BellRing Manufacturers (NYSE:BRBR) held its 2026 annual assembly of stockholders in a virtual-only format, with Chief Authorized Officer and Company Secretary Craig Rosenthal presiding over the formal proceedings and outlining the proposals up for a vote.
Rosenthal mentioned the assembly was recorded and that stockholders of document and registered helpful house owners who joined utilizing their management numbers might submit questions associated to assembly issues by the assembly web site. He additionally famous that guidelines of conduct had been posted on-line to assist preserve the assembly orderly.
Firm management in attendance included Chairman Rob Vitale, President and CEO Darcy Davenport, and CFO Paul Rode. Jennifer Meyer, Senior Director of Investor Relations, was current to reasonable questions, and Doug Schmidt of PricewaterhouseCoopers (PwC) attended as a consultant of the corporate’s unbiased registered public accounting agency.
Rosenthal reported that the document date for the assembly was Dec. 8, 2025, with 118,425,407 shares of frequent inventory excellent, every entitled to at least one vote. Roughly 85% of shares had been represented on the assembly, which he mentioned constituted a quorum.
Stockholders had been requested to vote on three proposals described within the firm’s discover of annual assembly and proxy supplies:
Election of 5 administrators for one-year phrases expiring on the 2027 annual assembly (with one nominee serving till a beforehand introduced retirement date).
Ratification of the collection of PricewaterhouseCoopers LLP as unbiased registered public accounting agency for the fiscal 12 months ending Sept. 30, 2026.
Non-binding advisory vote to approve compensation of the corporate’s named govt officers.
The director nominees included three Class One administrators—Davenport, David Finkelstein, and Elliot Stein—and two Class Three administrators—Vitale and Chonda Nwamu. Rosenthal mentioned Stein had beforehand notified the board of his retirement and, if elected, would serve by his beforehand introduced retirement date of Sept. 30, 2026. He added that no different nominations had been acquired.
On the auditor ratification proposal, Rosenthal mentioned the board really helpful ratifying PwC’s appointment for the fiscal 12 months ending Sept. 30, 2026, and famous that whereas stockholder ratification was not required, the board believed it was applicable to request it.

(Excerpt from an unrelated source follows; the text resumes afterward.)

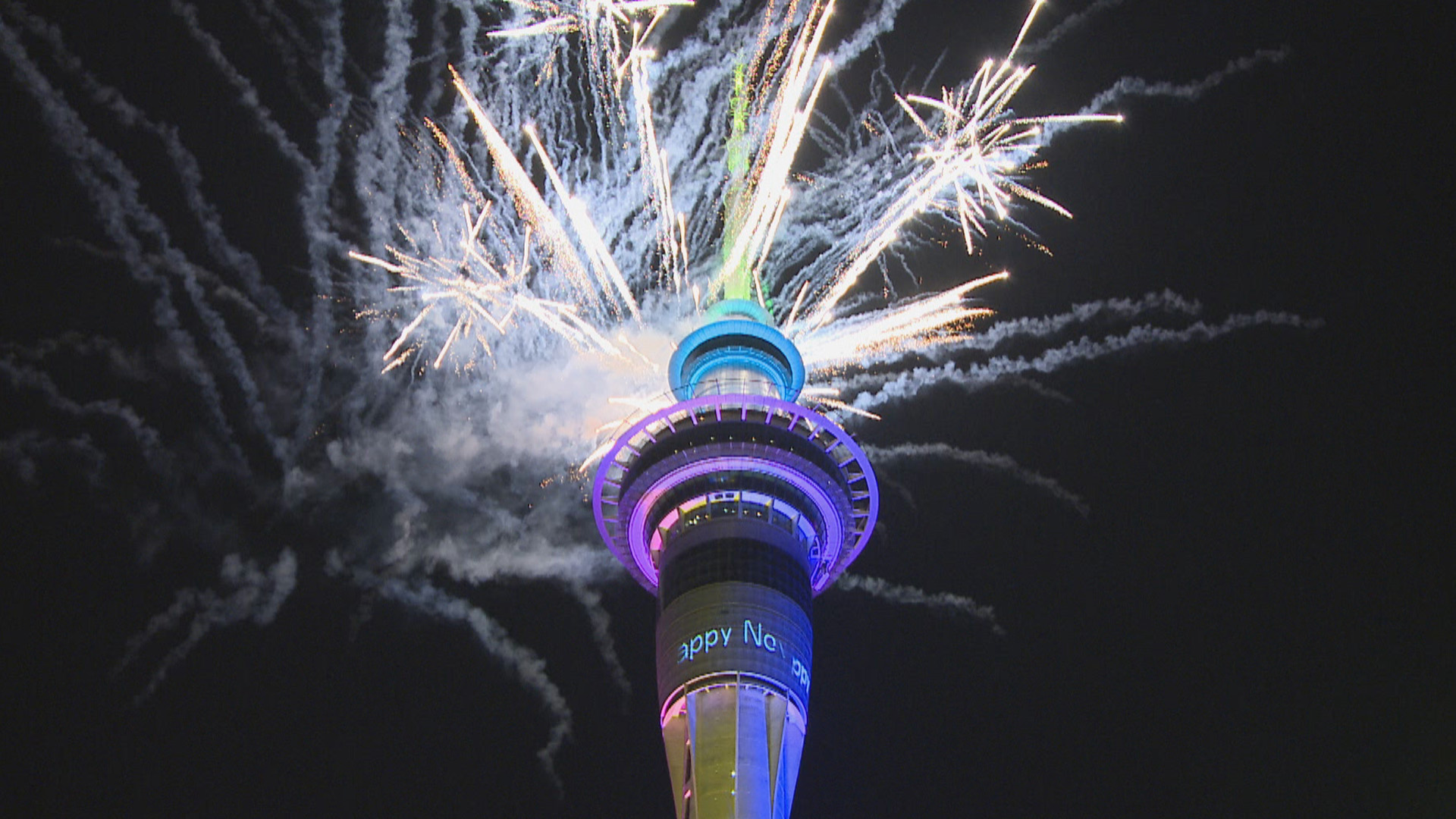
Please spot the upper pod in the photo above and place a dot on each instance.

On the chief compensation advisory vote, Rosenthal mentioned the board really helpful approval. He emphasised that the vote is non-binding, however mentioned the board and the Company Governance and Compensation Committee worth stockholder suggestions and can think about the end result when making future compensation choices.
In the course of the portion of the assembly designated for questions associated to the proposals, Rosenthal mentioned there have been no questions submitted. After the assembly concluded, the corporate once more invited further questions, however Jennifer Meyer reported none had been acquired.
After the polls closed, BellRing reported preliminary outcomes primarily based on proxies acquired previous to the assembly, with closing voting outcomes to be verified and disclosed in a Kind 8-Okay to be filed with the SEC inside 4 enterprise days.
For the director elections, the inspector of election reported the next approximate percentages of shares represented and entitled to vote that had been forged in favor of every nominee:
Darcy Davenport: 98%
David Finkelstein: 99%
Elliot Stein: 95%
Robert Vitale: 74%
Chonda Nwamu: 98%
Rosenthal mentioned Davenport, Finkelstein, Vitale, and Nwamu had been every duly elected to one-year phrases expiring in 2027, and that Stein was duly elected to serve by his beforehand introduced retirement date of Sept. 30, 2026.
On the auditor ratification proposal, the corporate reported that roughly 100% of the shares represented and entitled to vote had been forged in favor of ratifying PwC because the unbiased registered public accounting agency for the fiscal 12 months ending Sept. 30, 2026, and the choice was ratified.
On the chief compensation advisory vote, the corporate reported that roughly 82% of the shares represented and entitled to vote had been forged in favor, and the compensation of named govt officers was authorized on a non-binding advisory foundation.
The assembly concluded shortly thereafter, with administration thanking stockholders for attending.
BellRing Manufacturers, Inc is a shopper packaged items firm specializing in excessive‐protein, higher‐for‐you diet merchandise. Fashioned in March 2020 as a spin‐off from Publish Holdings, the corporate focuses on delivering handy protein options to well being‐aware customers by a portfolio of nicely‐recognized and rising manufacturers.
The corporate’s product choices embody prepared‐to‐drink protein shakes, protein powders, diet bars and different efficiency diet objects. BellRing Manufacturers’ flagship manufacturers embody Premier Protein, a line of shakes and bars designed for on a regular basis protein supplementation, in addition to Dymatize and PowerBar, which cater to athletes and energetic people in search of superior sports activities diet formulation.
BellRing Manufacturers markets its merchandise primarily throughout North America, leveraging relationships with main retailers, wholesale golf equipment and e-commerce platforms to achieve customers in the USA and Canada.